14.6.04

Um círculo viciado

Marcio Pinheiro

O caso Law Kin Chong faz lembrar o clássico dilema presente no debate sobre o tráfico de drogas, que existe porque há demanda pelo produto. O mesmo se aplicaria aos produtos roubados: eles são comercializados porque tem gente que compra.
Mas ao contrário das drogas, as pessoas consomem esses produtos de origem duvidosa (mais baratos) simplesmente porque não podem pagar pelo produto legal (mais caro).
Em comum com o mercado dos entorpecentes, o hábito de comprar produtos ilegais se alastra por todas as classes.
Mas o curioso é que 47% da classe A e 49% da classe B preferem as mercadorias à la “Law Kin Chong”. Justo aqueles que 1- têm dinheiro para pagar pelo produto legal, mas optam pelos de origem duvidosa e 2- geralmente, são os que sofrem na pele as dificuldades de se manter no mercado legal, pagando em dia a brutal carga tributária. Boa parte das classes A e B é dona de empresas (pequenas ou médias), ou de alguma forma estão a ela vinculados (prestam algum serviço ou têm algum parente envolvido, trabalhando nesse negócio) e, portanto, são os mais conscientes sobre essa situação.
Esse é o retrato da elite no Brasil: reclama da carga tributária, mas consome produtos roubados. Produtos, frequentamente, roubados deles próprios, e que muitas vezes são vendidos para engrossar os lucros do tráfico de drogas, em que o número de consumidores é, certamente, mais elevado nas classes mais altas, de maior poder de compra.
Mas certamente o caminho mais fácil seria culpar essa elite.
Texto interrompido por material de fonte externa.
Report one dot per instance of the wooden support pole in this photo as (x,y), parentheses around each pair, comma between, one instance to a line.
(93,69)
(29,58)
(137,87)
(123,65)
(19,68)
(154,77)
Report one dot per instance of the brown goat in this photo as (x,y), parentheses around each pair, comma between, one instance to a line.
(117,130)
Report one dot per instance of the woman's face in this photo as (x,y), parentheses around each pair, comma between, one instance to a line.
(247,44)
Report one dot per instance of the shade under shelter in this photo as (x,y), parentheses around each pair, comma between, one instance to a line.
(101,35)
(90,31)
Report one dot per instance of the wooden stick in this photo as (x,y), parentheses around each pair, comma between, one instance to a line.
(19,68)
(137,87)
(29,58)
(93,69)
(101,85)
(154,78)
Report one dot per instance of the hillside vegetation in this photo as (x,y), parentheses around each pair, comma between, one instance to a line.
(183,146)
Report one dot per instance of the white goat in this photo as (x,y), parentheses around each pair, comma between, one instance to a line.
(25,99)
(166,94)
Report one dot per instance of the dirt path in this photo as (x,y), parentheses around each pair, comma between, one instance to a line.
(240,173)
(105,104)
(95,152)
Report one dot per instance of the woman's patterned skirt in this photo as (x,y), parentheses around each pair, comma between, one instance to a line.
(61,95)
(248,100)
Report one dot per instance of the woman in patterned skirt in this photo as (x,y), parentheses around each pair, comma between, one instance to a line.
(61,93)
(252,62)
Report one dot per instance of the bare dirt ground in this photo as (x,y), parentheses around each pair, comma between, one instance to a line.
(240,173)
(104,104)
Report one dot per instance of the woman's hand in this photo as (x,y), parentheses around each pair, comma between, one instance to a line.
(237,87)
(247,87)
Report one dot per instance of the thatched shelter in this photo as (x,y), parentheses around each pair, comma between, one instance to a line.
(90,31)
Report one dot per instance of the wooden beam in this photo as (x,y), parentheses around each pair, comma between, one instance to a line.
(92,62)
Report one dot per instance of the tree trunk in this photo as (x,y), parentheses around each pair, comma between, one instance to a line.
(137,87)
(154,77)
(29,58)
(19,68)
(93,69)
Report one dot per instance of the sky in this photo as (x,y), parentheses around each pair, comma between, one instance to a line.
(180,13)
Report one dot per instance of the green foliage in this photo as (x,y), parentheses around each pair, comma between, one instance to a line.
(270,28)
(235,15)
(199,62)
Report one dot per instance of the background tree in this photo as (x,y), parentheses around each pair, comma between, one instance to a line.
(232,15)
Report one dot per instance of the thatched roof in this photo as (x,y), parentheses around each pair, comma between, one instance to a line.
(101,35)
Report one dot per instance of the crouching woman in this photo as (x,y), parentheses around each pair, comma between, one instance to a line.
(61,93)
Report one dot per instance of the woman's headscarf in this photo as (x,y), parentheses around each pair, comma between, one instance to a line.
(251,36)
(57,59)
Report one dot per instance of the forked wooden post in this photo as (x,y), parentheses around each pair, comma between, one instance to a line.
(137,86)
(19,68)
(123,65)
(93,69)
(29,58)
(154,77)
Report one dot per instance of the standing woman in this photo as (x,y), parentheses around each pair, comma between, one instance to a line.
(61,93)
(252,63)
No entanto, lembramos aqui também da (in)competência do Congresso Nacional e da omissão do Executivo sobre questões dessa natureza.
Cabe ao legislativo votar a reforma tributária, que não sai do papel (enquanto o comércio ilegal incha e as pequenas empresas continuam quebrando); o projeto de lei para legalizar as drogas simplesmente não existe e os traficantes, mesmo se condenados, não tem para onde ir (afinal, o crime de tráfico é um crime federal, mas simplesmente não existem presídios federais; a obra do primeiro, em Mato Grosso, foi suspensa).

O TREM DA HISTÓRIA
Além dos projetos parados acima, outra demanda da sociedade que não é desengavetada é o projeto de lei da então deputada federal Marta Suplicy, de 1995, que regulamente a união civil dos homossexuais. Só ontem em São Paulo, a Parada do Orgulho Gay reuniu cerca 1,5 milhão de pessoas (gays, bissexuais, heterossexuais etc.) que gostariam de ver um Parlamento que acompanhasse as causas de seu tempo.

QUEM É O ASSASSINO?
Anthony Garotinho foi eleito governador em 1998 como o homem que iria resolver os problemas de segurança do Rio. O discurso era duro; ele se especializou no assunto. Quem leu “Violência e Criminalidade no Estado do Rio de Janeiro” (editora Hama, 1998, 170 páginas) não tem dúvida de que os autores (entre eles Garotinho) eram muito bem informados sobre o tema, e que o problema seria solucionado.
Teve gente que acreditou, tanto que elegeram a mulher de Garotinho para o governo do Rio, e ela, claro, chamou o marido especialista para comandar a segurança do Estado.
É claro que toda boa análise é feita a posterori, tudo bem. Mas alguns resultados da atuação do ex-governador e atual secretário podem ser comentadas. Mas não vou comentar; melhor é lembrar:
1- Garotinho manteve presos de facções rivais em uma mesma unidade. Resultado na Casa de Custódia de Benfica: 31 mortos;
2- Caso 174. Por ordem do então governador, a polícia não agia enquanto esperava ordens de Garotinho. Resultado: uma professora morta pela polícia “especializada” com um tiro na cabeça e um seqüestrador asfixiado por policiais (eles foram absolvidos);
3- A novela dos bloqueadores de celular: Garotinho era favorável ao uso do celular nas prisões porque o criminoso, ao falar ao telefone, teria a conversa grampeada pela polícia, o que ajudaria nas investigações. Depois, concluiu que a idéia não era tão eficaz assim, quando informado de que esses traficantes punham fogo na cidade e controlavam o tráfico de dentro das celas pelo celular;
4- Caso Staheli: o secretário de segurança apresenta ao vivo e a cores o “assassino” do casal norte-americano na Barra da Tijuca. O acusado desmentiu o depoimento no dia seguinte. Certamente nenhum inimigo político de Garotinho conseguiria dar uma rasteira dessas nele com tamanha eficiência;
5- Sem contar os bandidos que nesse período fugiram pela porta de frente de perídios ou que vendiam/ vendem drogas e fumam maconha nas cadeias (imagens estas mostradas a exaustão pelas TVs no ano passado)
Conclusão: se eu fosse o Gilberto Braga, chamaria correndo o Garotinho para descobrir quem é o assassino de Lineu Vasconcelos.

EU JURO
O Copom não deve aumentar os juros nesta semana. Basta olhar o mercado futuro: a taxa Selic já está alcançando o mínimo aceitável. Leia-se: com um taxa ainda menor de juro (ou bem menor, como deseja o presidente Lula), os investidores evaporam. A avaliação é reiterada pelo ministro Palocci, que no último dia 7 disse que “os juros já cumpriram seu papel na retomada da atividade econômica”, ou seja: não precisam mais cair.